- Chaos Monkeys: Obscene Fortune and Random Failure in Silicon Valley by Antonio Garcia Martinez
- Disrupted: My Misadventure in the Start-Up Bubble by Dan Lyons
- The Hard Thing About Hard Things: Building a Business When There Are No Easy Answers by Ben Horowitz
Three books set in startup land, each with a very different perspective on the startup experience. The most enjoyable of the books is Chaos Monkeys. The author, Antonio Garcia Martinez, describes his journey from being a Strat at Goldman Sachs to moving to join an advertising startup in Silicon Valley to founding his own startup to selling the company to Twitter while engineering a job for himself at Facebook to his ultimate ejection from Facebook. He comes across as quite a rascal, super-smart, ascerbic and driven; someone who doesn’t suffer fools gladly and by his account he comes across a lot of fools on his journey.
For me the most interesting part of the book was the short period running his own startup - breaking free of the company he was working for, getting accepted into Y-Combinator, dealing with angel investors and VCs, to being acqui-hired by Twitter (with the twist that he himself is acqui-hired by Facebook).
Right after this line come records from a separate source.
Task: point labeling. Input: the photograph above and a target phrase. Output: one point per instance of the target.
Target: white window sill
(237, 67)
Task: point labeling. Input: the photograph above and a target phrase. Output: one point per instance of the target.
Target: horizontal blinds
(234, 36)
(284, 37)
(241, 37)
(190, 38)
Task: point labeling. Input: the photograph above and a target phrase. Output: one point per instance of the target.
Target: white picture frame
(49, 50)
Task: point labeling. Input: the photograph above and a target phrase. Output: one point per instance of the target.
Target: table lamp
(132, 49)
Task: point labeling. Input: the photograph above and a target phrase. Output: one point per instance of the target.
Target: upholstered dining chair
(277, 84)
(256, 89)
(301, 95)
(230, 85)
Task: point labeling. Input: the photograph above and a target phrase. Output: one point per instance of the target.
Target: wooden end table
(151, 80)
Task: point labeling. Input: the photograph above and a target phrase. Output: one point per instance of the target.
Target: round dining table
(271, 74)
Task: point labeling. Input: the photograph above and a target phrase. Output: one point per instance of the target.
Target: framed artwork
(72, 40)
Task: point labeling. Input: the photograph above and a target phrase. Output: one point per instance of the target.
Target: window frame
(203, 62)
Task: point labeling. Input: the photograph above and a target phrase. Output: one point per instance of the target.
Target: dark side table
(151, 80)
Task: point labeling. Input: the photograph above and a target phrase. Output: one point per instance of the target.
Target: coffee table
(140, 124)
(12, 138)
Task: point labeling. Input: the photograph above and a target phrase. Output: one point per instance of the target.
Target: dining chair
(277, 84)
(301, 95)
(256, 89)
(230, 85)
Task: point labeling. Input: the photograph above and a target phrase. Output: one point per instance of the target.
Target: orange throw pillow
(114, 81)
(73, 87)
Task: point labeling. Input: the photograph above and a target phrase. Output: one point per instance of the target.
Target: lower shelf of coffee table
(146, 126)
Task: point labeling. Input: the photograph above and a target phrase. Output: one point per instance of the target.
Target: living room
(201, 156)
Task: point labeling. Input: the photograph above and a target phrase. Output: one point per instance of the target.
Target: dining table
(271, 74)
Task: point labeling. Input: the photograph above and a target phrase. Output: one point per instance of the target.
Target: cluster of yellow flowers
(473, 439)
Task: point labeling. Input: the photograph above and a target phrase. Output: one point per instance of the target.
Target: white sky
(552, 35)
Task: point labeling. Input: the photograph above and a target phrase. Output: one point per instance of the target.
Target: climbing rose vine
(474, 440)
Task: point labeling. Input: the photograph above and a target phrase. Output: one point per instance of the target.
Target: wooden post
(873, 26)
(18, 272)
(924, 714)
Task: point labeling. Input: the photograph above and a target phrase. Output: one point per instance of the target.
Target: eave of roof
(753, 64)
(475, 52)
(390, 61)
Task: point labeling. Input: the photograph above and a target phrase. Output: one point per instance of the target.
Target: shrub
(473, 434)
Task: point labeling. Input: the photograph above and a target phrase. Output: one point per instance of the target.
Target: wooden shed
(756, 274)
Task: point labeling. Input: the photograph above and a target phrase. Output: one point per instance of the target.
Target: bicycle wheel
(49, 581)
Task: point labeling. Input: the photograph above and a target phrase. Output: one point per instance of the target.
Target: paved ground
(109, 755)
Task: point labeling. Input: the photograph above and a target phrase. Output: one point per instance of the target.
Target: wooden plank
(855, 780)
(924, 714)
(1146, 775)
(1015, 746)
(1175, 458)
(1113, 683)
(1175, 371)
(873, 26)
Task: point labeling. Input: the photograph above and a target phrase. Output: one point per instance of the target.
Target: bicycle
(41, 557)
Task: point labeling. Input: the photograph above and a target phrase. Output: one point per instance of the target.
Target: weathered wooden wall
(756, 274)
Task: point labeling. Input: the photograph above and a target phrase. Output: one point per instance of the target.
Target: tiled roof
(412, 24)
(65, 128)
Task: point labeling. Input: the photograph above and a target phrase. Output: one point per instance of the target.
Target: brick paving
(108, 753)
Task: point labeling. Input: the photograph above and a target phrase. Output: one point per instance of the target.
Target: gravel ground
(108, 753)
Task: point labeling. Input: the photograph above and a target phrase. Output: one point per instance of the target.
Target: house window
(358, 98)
I found it fascinating and educational even without all the salacious insider-gossip-type details the author throws in.
I was less impressed by Disrupted, the story of an old-school writer/editor who gets laid off by Newsweek and decides to venture into startup land, albeit in Boston rather than Silicon Valley. I think I was put off by the snarky, “I’m the only sane person in the building” tone to the book - you could sense an almost continuous rolling of the eyes. There’s definitely another side to this story that I would be interested in hearing about. That being said, the company he joins, HubSpot, does seem highly dysfunctional. The behavior Lyons describes seems more like very poor management practices than some unique aspect of modern-day startups. He also is very sarcastic about the DiSC Assessment which I happen to find very useful, even if the underlying science is a bit shaky - that probably biased me against the author ;-)
Twenty minutes in to the audiobook version of The Hard Thing About Hard Things I had a foreboding that it might be a waste of time - the books starts off with some anecdotes about the author’s youth that seemed a bit shallow. However, the book does improve greatly and by the end I was glad that I had read it. Although the book does talk about the author’s experiences in two different startups, it concerns itself mostly with the phase when I started is well-funded has a sizeable number of people working for it and needs to act like a proper company - not the three guys hacking away in a rented apartment that Chaos Monkeys describes. As such it offers a lot of advice for someone transitioning from Founder to CEO. Not sure I’ll ever get to the place where his advice will come in useful, but a worthwhile read nonetheless.